Ronen Zvulun/Reuters
Le premier ministre israélien Benjamin Netanyahu, le sénateur républicain américain Lindsey Graham et l'ambassadeur américain en Israël, David Friedman, visitent la frontière entre Israël et la Syrie sur le plateau du Golan, occupé par Israël.

Deux évènements récents ont remis en lumière les liens ambigus qu'entretiennent Israël et les pays arabes du Golfe. En effet, en octobre dernier, le premier ministre israélien Nétanyahou se faisait photographier en compagnie de son hôte le Sultan Qaboos d'Oman, à Mascate (photo ci-bas). On rapporte que ce dernier voulait s'attirer les bonnes grâces de Washington alors que son pays a une politique iranienne plus équilibrée que ses voisins.

Handout . / Reuters

Puis, le mois dernier, dans le contexte d'une conférence à Varsovie en Pologne sous l'égide des Américains sur la sécurité au Moyen-Orient (mais visant essentiellement l'Iran), Bibi, comme on l'appelle, rencontrait des ministres des Affaires étrangères du Golfe. La vidéo d'une session fermée au public où des ministres arabes évoquent le droit d'Israël à se défendre contre Téhéran fuitait opportunément, peu après, sur le site web du premier ministre israélien, avant d'être retirée rapidement.
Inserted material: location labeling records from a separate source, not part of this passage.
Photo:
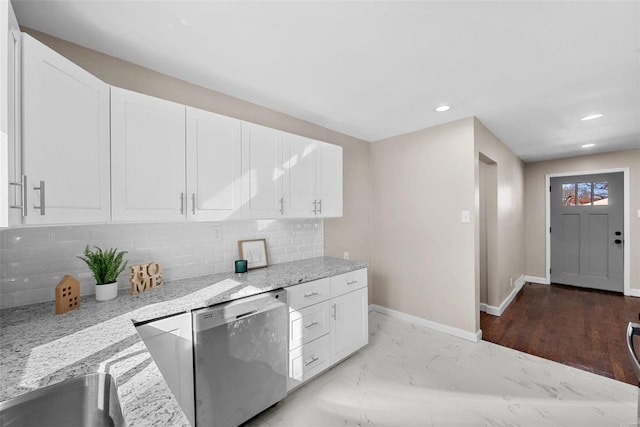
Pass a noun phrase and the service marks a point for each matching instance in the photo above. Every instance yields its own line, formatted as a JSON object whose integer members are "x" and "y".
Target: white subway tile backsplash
{"x": 33, "y": 260}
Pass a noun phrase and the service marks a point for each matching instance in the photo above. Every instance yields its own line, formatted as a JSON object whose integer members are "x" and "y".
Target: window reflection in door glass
{"x": 601, "y": 193}
{"x": 584, "y": 193}
{"x": 568, "y": 194}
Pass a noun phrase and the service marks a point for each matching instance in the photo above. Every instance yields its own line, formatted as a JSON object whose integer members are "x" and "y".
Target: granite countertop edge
{"x": 40, "y": 348}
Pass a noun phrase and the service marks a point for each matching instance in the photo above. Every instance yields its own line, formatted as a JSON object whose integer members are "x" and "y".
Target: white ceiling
{"x": 527, "y": 70}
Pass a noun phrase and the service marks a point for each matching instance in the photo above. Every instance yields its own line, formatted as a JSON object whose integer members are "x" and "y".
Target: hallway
{"x": 578, "y": 327}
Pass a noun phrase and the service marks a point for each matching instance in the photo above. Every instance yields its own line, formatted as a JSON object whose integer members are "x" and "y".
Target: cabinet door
{"x": 13, "y": 117}
{"x": 262, "y": 172}
{"x": 213, "y": 166}
{"x": 349, "y": 326}
{"x": 147, "y": 157}
{"x": 171, "y": 345}
{"x": 329, "y": 180}
{"x": 300, "y": 177}
{"x": 65, "y": 139}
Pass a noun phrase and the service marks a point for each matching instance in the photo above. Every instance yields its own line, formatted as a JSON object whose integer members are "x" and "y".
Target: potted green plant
{"x": 106, "y": 266}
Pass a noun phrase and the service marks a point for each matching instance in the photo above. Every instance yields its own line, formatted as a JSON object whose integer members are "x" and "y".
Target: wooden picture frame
{"x": 255, "y": 252}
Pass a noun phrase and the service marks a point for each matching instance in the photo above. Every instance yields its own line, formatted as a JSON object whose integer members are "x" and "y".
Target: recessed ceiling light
{"x": 592, "y": 116}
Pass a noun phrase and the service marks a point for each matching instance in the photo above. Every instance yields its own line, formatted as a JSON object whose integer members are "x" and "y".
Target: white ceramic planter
{"x": 106, "y": 292}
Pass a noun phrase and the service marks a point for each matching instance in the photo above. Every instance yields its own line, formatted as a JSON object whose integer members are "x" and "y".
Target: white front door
{"x": 587, "y": 217}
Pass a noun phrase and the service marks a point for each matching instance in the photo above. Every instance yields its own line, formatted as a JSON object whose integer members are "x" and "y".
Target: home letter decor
{"x": 145, "y": 277}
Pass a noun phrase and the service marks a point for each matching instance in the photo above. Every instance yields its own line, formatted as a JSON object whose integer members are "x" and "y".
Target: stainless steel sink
{"x": 90, "y": 400}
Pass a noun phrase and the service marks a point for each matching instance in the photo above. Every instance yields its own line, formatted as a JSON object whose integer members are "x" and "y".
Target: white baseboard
{"x": 497, "y": 311}
{"x": 460, "y": 333}
{"x": 538, "y": 280}
{"x": 634, "y": 293}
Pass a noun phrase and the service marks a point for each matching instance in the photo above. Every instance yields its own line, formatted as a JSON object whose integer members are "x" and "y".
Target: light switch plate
{"x": 217, "y": 233}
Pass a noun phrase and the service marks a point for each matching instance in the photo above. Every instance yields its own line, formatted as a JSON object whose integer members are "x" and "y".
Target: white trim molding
{"x": 450, "y": 330}
{"x": 627, "y": 221}
{"x": 497, "y": 311}
{"x": 537, "y": 280}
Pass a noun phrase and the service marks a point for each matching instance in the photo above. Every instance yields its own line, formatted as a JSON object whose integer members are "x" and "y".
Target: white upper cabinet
{"x": 147, "y": 157}
{"x": 262, "y": 172}
{"x": 300, "y": 167}
{"x": 286, "y": 175}
{"x": 65, "y": 139}
{"x": 329, "y": 180}
{"x": 214, "y": 166}
{"x": 314, "y": 180}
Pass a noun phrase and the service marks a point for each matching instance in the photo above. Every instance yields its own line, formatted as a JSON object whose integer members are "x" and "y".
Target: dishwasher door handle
{"x": 248, "y": 313}
{"x": 633, "y": 329}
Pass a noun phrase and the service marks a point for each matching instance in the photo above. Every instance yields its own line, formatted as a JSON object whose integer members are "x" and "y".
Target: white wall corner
{"x": 450, "y": 330}
{"x": 634, "y": 293}
{"x": 497, "y": 311}
{"x": 538, "y": 280}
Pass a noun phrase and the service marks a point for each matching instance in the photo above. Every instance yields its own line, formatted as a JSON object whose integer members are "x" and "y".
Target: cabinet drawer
{"x": 307, "y": 324}
{"x": 306, "y": 294}
{"x": 308, "y": 360}
{"x": 348, "y": 282}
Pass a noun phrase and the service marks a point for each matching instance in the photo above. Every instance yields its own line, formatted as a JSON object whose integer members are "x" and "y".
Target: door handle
{"x": 42, "y": 198}
{"x": 633, "y": 329}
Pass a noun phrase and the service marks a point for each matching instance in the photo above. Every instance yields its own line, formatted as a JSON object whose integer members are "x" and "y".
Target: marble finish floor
{"x": 410, "y": 375}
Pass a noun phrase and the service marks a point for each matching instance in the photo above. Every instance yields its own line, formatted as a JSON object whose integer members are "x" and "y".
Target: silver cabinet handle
{"x": 42, "y": 198}
{"x": 24, "y": 190}
{"x": 312, "y": 360}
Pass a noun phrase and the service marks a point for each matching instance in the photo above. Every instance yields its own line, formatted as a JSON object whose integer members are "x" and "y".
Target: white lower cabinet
{"x": 308, "y": 360}
{"x": 328, "y": 321}
{"x": 349, "y": 326}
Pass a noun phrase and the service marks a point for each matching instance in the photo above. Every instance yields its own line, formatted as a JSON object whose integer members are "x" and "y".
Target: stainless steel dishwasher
{"x": 240, "y": 358}
{"x": 633, "y": 329}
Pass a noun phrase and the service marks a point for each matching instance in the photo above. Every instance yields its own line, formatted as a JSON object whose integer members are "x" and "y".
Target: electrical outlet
{"x": 217, "y": 233}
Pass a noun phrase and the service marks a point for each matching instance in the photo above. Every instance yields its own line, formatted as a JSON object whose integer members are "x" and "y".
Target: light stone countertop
{"x": 39, "y": 348}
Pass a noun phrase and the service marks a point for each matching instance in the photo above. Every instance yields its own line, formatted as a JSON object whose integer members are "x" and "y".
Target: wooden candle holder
{"x": 67, "y": 294}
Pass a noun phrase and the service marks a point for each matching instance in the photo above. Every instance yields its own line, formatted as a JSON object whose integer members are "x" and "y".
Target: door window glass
{"x": 568, "y": 194}
{"x": 601, "y": 193}
{"x": 585, "y": 193}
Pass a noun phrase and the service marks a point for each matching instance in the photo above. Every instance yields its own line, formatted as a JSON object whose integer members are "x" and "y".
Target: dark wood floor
{"x": 582, "y": 328}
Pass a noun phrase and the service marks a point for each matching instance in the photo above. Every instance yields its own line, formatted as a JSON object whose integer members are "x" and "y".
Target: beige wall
{"x": 535, "y": 191}
{"x": 510, "y": 243}
{"x": 347, "y": 234}
{"x": 424, "y": 257}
Bien sûr, les efforts d'Israël pour se faire reconnaître dans la région ne sont pas nouveaux. Mais l'inquiétude des pays arabes sunnites du Golfe à l'égard de l'Iran crée désormais une certaine communauté d'intérêts qui n'existait pas auparavant. Il faut se rappeler que dans le contexte des négociations de paix d'Oslo, Israël avait jadis pu ouvrir des bureaux à Oman et Doha au Qatar. Fermés depuis.

L'administration Trump encourage ce développement d'autant plus que cela se conclut toujours par des ventes d'armes américaines chez ces nouveaux alliés... Tout le monde y trouvant son compte.

Les grands perdants sont une fois encore les Palestiniens, qui ne figurent plus dans les grandes priorités du monde arabe.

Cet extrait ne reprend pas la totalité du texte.